Es un lugar común de la política norteamericana (hay toda una magnífica serie sobre ello, «Veep») decir que el puesto de vicepresidente no comporta poder alguno: decir incluso que es honorario es un eufemismo. Correcto, a menos que el presidente sea alguien como Bush hijo y que el «vice» sea Dick Cheney : entonces la ecuación del poder de la nación mejor armada del mundo se convierte en un arma de destrucción masiva. Si pillan esta alusión, a lo que hizo Cheney pese a no ser «nadie», a ese falso polvorín que propició el verdadero polvorín sobre el que seguimos sentados, ya han articulado la principal pega que se le puede poner a esta película: que todo esto ya nos lo sabemos.

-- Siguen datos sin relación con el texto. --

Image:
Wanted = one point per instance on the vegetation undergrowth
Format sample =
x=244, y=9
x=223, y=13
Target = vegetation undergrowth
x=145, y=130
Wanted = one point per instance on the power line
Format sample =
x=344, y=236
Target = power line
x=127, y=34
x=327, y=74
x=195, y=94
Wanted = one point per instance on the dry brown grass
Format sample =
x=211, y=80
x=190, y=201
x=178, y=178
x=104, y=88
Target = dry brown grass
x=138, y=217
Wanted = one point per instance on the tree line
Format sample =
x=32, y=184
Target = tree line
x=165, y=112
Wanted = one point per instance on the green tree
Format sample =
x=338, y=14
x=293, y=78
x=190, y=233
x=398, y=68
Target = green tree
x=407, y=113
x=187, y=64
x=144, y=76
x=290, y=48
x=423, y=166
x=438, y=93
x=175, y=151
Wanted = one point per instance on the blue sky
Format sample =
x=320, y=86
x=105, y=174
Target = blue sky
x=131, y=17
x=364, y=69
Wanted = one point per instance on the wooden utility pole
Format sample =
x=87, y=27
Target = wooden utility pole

También dirán, desde otros lugares, que es antiamericana, pero eso ya se lo decían a quienes han acometido empresas similares, como Michael Moore o el últimamente desaparecido en combate Oliver Stone, ese gran polemista de los años 90 cuya ira y elocuencia (y uso excesivo de un montaje expresivo digno de la escuela soviética) parecen inspirar no pocos momentos de este aparente biopic tan poco aséptico.
No se pretende humanizar a Dick Cheney (como hizo el propio Stone con alguno de sus sujetos) sino explicar el funcionamiento del Himalaya de la presidencia americana con la misma urgencia narrativa (incluido el empleo magistral de la voz en off) que imprimió, digamos, Martin Scorsese , a sus mejores crónicas de la mafia (la analogía no es casual).
Para el espectador español, además, no sé si es tan evidente que ya nos lo sabemos… Haría falta más metraje –una miniserie casi aunque a este ritmo resultaría agotadora– para documentar el significado real de nombres y escándalos como el de la corporación Halliburton que aquí se mencionan como de pasada. Aunque solo sea para que no puedan repetirse, en esta era de Donald Trump al que no se menciona tampoco más que de pasada: ¿quién será su «vice», su Cheney, más allá del chiste de decir que es Putin?.